The Memorial Sloan-Kettering Cancer Center website notes that “…retrospective reviews of the Gerson, Kelley, and Contreras metabolic therapies show no evidence of efficacy.“
Some metabolic typing companies use a battery of established blood and urine tests performed by reputable laboratories, but interpret the results in an unconventional and medically unsound fashion. During a 1985 investigation into one such firm, an investigator sent 2 separate samples of blood and urine for analysis; he received 2 drastically different “metabolic typing” reports and dietary plans. Both plans involved the purchase of dietary supplements costing several dollars per day.
So clearly, with this, and anything else that involves special tests costing lots of money, skeptisicm would appear to be the healthy way forwards, for both your body & your wallet.
As always, few Trainers looking for some edge over their competition will jump in head-first and start spouting it as fact, ..from the website of one, and stated as such…

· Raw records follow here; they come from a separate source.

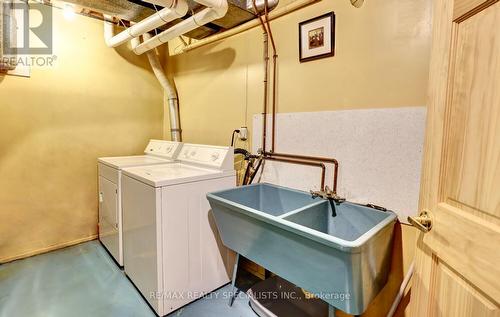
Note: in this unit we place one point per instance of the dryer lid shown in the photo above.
(163, 149)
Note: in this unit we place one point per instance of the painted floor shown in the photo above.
(84, 281)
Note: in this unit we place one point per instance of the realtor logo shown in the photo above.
(26, 28)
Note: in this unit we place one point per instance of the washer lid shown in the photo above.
(120, 162)
(171, 174)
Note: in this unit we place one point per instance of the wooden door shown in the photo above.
(458, 261)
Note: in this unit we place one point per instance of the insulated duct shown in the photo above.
(216, 9)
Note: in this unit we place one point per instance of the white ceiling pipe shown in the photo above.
(216, 10)
(178, 10)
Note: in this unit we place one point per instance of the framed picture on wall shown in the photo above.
(317, 37)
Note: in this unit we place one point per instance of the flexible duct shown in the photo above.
(173, 100)
(174, 10)
(170, 92)
(216, 9)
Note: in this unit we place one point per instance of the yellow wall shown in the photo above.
(381, 60)
(53, 126)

“The Benefits of Metabolic Typing:
- Achieve and maintain your ideal weight
- Eliminate sugar cravings
- Enjoy sustained energy and endurance
- Conquer indigestion, fatigue and allergies
- Bolster your immune system
- Overcome anxiety, depression and mood swings”
a) The same tired old fad diet promises you get with every new book or system trying to sell their product. It must also be remembered that this is not new, but was once. These diests tend to swing in and out of fashion and can re-emerge decades later for another go at your money.
b) The tests are based on “an online-questionaire” which then generates a 25 page report about your metabolism and requires several coaching sessions to then explain to you the results of the software.
c) this particular trainer only appears to offer the service as part of a course of treatments costing £130 per month, for a minimum of 6 months.
hmm. 3 distinct warnings to me. my skeptical nature sounds warnings whenever I hear something proposed as the magical answer to all your problems, both perceived and real, as rarely in life is this the case. Very occasionally t’is true, but rarely in practice. An online questionaire. …hmm. no blood tests, and results based purely on subjective answers given by client. not exactly reliable? High cost.
In summary I would advise that as with all faddy type approaches, a healthy suspicion and /or wide berth is required. These things always sound reasonable enough, but I always think you have to look at the motives behind them, and although it may sound like it could be grounded in common sense, so many of the fad diets do, what would make this one any more correct than the Blood Type Diet for example? similar principles and reasoning?
You always have to remember that in order to make themselves stand out and have a strong new sales point for their gimmick, they have to make it sound reasonable in order to get your money off you.
If anyone has had amazing success with this, when all other approaches have failed, please do let me know? ..And if you could also let me know why in your opinion the other approaches have failed where this one succeeded, I would be very grateful.